Published: 5 July 2013

Abstract

Background

An integral component of cancer biology is the understanding of molecular properties uniquely distinguishing one cancer type from another. One class of such properties is histone post-translational modifications (PTMs). Many histone PTMs are linked to the same diverse nuclear functions implicated in cancer development, including transcriptional activation and epigenetic regulation, which are often indirectly assayed with standard genomic technologies. Thus, there is a need for a comprehensive and quantitative profiling of cancer lines focused on their chromatin modification states.

Results

To complement genomic expression profiles of cancer lines, we report the proteomic classification of 24 different lines, the majority of which are cancer cells, by quantifying the abundances of a large panel of single and combinatorial histone H3 and H4 PTMs, and histone variants. Concurrent to the proteomic analysis, we performed transcriptomic analysis on histone modifying enzyme abundances as a proxy for quantifying their activity levels. While the transcriptomic and proteomic results were generally consistent in terms of predicting histone PTM abundance from enzyme abundances, several PTMs were regulated independently of the modifying enzyme expression. In addition, combinatorial PTMs containing H3K27 methylation were especially enriched in breast cell lines.
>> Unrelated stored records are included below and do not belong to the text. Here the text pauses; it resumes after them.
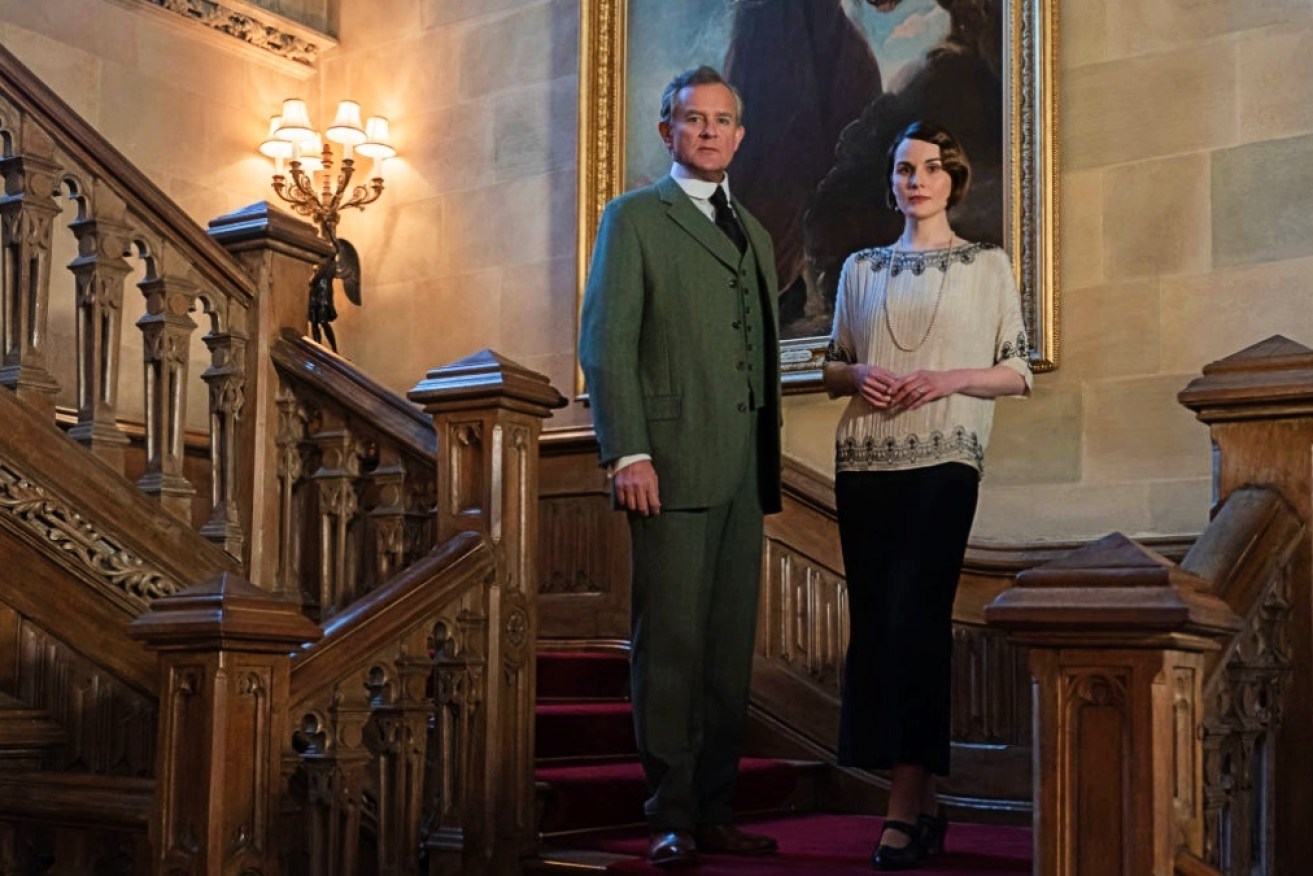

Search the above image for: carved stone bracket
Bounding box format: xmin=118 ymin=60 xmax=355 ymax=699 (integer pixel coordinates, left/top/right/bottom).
xmin=116 ymin=0 xmax=337 ymax=76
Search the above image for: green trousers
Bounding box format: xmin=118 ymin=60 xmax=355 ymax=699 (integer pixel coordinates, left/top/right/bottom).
xmin=629 ymin=453 xmax=763 ymax=830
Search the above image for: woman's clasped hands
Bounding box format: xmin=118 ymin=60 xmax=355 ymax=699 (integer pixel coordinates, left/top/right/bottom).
xmin=852 ymin=364 xmax=957 ymax=414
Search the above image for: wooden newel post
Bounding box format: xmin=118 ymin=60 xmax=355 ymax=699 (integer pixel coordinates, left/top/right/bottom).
xmin=408 ymin=351 xmax=566 ymax=873
xmin=210 ymin=201 xmax=332 ymax=599
xmin=131 ymin=573 xmax=320 ymax=876
xmin=1178 ymin=335 xmax=1313 ymax=873
xmin=985 ymin=533 xmax=1241 ymax=876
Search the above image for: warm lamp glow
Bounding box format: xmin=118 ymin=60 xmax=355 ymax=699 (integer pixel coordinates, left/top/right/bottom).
xmin=356 ymin=116 xmax=397 ymax=160
xmin=260 ymin=116 xmax=291 ymax=159
xmin=324 ymin=100 xmax=366 ymax=146
xmin=273 ymin=97 xmax=315 ymax=142
xmin=298 ymin=134 xmax=324 ymax=173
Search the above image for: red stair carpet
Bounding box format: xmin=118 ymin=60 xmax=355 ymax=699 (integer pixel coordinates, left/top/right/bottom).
xmin=537 ymin=651 xmax=1031 ymax=876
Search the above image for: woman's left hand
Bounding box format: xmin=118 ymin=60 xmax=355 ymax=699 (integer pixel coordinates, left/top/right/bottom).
xmin=889 ymin=370 xmax=958 ymax=411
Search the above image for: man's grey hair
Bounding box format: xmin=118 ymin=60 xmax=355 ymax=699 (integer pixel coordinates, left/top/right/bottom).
xmin=660 ymin=64 xmax=743 ymax=126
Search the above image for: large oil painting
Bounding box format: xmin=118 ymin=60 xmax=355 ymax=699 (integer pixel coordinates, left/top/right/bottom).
xmin=579 ymin=0 xmax=1058 ymax=391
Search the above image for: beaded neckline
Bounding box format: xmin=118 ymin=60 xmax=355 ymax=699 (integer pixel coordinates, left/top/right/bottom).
xmin=856 ymin=243 xmax=998 ymax=277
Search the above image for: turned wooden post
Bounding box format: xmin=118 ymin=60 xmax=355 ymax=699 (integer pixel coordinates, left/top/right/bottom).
xmin=1179 ymin=335 xmax=1313 ymax=873
xmin=410 ymin=351 xmax=566 ymax=873
xmin=131 ymin=573 xmax=320 ymax=876
xmin=985 ymin=533 xmax=1239 ymax=876
xmin=210 ymin=201 xmax=332 ymax=599
xmin=0 ymin=120 xmax=62 ymax=418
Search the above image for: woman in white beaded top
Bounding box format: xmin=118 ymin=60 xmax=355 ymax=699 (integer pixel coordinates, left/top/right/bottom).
xmin=825 ymin=122 xmax=1031 ymax=869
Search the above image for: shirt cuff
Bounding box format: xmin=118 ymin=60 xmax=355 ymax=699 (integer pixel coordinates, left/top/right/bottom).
xmin=607 ymin=453 xmax=653 ymax=477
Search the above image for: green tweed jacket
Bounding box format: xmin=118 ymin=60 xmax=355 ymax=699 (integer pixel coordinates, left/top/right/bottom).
xmin=579 ymin=176 xmax=780 ymax=514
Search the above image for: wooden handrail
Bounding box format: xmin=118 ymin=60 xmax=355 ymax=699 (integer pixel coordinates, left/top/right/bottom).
xmin=0 ymin=772 xmax=155 ymax=833
xmin=291 ymin=532 xmax=495 ymax=703
xmin=1175 ymin=851 xmax=1222 ymax=876
xmin=0 ymin=46 xmax=255 ymax=303
xmin=269 ymin=328 xmax=437 ymax=460
xmin=0 ymin=372 xmax=238 ymax=615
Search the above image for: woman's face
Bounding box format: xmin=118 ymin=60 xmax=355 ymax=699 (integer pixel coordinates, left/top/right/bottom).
xmin=890 ymin=138 xmax=953 ymax=222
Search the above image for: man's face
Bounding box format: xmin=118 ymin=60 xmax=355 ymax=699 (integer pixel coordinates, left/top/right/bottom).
xmin=658 ymin=83 xmax=743 ymax=183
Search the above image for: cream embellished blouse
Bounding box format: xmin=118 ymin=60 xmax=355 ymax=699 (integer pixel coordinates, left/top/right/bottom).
xmin=826 ymin=243 xmax=1033 ymax=474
Knockdown of the predominant H3K27 methyltransferase, enhancer of zeste 2 (EZH2), in a mouse mammary xenograft model significantly reduced tumor burden in these animals and demonstrated the predictive utility of proteomic techniques.

Conclusions

Our proteomic and genomic characterizations of the histone modification states provide a resource for future investigations of the epigenetic and non-epigenetic determinants for classifying and analyzing cancer cells.